Snowdonia substation seeks safety upgrade
15 September 2008
The Dinorwig hydroelectric substation in Snowdonia chose an ABB AK100 gas analyser to replace a 30-year-old gas detection system originally supplied by Kent. The technology at the heart of the ABB katharometer is the same as that of the instrument it replaces.
ABB gas analyser at underground substation
The system is designed to check for leaks of sulphur hexafluoride from high-voltage contactors, where the gas is used as an insulator. Leaks could lead to both suffocation and dangerous arcing in the switchgear.
A katharometer detects the presence of a gas by comparing the thermal conductivity of a sample with that of a reference gas. The katharometer comprises a Wheatstone bridge, each arm of which contains a fine, glass-coated, platinum wire. One pair of parallel arms is sealed in a reference gas of known thermal conductivity and the other pair is exposed to the sample gas. A constant current is passed through the bridge network. Any difference between the thermal conductivities of the reference and sample gases causes an imbalance of the bridge. This imbalance is a function of the difference in thermal conductivities of the two gases, with the resulting difference being used to express the measurement in terms of the percentage of one gas to another.
“The AK100 uses established technology which has been refined over a number of years,” said ABB Product Systems Manager, Andy Jones. “The peripheral things around it may have changed quite a bit but the basic technology is so simple and robust that no-one has ever come up with a better alternative.”
The £17k Dinorwig system monitors six sample points using a common katharometer and a stream switching unit comprising a timer and valves. Construction was completed at Stonehouse in May and the system is now on site in Wales awaiting installation.
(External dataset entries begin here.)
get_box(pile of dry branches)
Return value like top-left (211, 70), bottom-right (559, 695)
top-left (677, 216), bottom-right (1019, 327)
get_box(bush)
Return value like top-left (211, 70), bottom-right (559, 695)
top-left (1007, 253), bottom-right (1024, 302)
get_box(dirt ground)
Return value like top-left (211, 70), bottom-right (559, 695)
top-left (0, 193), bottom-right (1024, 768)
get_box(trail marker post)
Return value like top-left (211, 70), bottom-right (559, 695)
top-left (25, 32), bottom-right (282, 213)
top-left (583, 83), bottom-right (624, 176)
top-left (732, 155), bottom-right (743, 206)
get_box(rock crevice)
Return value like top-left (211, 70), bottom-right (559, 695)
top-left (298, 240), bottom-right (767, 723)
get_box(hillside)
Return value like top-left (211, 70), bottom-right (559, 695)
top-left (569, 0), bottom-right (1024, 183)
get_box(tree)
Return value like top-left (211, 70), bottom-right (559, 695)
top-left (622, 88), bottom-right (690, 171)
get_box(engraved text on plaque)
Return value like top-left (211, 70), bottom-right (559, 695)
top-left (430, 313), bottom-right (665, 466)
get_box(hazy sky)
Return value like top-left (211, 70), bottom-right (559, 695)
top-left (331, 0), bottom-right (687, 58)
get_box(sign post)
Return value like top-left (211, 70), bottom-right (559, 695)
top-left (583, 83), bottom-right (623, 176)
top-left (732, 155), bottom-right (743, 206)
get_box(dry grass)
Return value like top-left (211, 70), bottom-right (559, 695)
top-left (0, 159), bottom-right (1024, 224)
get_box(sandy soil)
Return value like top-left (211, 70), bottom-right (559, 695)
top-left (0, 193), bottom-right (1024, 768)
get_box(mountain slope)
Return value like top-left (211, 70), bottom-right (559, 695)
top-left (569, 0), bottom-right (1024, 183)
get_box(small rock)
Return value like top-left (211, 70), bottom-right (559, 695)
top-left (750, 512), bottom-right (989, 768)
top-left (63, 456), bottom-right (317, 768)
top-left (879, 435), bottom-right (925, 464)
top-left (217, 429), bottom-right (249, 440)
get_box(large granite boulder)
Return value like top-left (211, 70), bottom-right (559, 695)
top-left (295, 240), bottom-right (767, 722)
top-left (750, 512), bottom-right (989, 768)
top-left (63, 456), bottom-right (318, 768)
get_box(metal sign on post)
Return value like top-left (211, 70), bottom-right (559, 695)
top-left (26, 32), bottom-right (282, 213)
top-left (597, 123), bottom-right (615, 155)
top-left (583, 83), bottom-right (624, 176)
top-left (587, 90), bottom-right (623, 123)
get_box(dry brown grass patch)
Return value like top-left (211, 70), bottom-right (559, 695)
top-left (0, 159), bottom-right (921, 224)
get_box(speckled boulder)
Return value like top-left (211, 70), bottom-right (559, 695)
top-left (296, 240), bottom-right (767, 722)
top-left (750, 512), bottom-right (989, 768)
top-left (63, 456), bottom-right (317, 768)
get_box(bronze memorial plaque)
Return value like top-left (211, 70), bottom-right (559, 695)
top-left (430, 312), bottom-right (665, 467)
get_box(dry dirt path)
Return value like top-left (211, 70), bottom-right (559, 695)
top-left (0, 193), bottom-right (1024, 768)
Dinorwig substation is also known locally as Electric Mountain. Operational since 1984, it is a 1728 MW pumped storage hydroelectric scheme in the Pass of Llanberis on the edge of the Snowdonia national park in Gwynedd, North Wales.
More commonly used to monitor hydrogen purity in hydrogen cooled generators, the AK100 is a complete gas analysis system comprised of five products. A display and control monitor indicates all measurement results with fail-safe reliability. Two thermal conductivity analysers and two power supply units complete the system.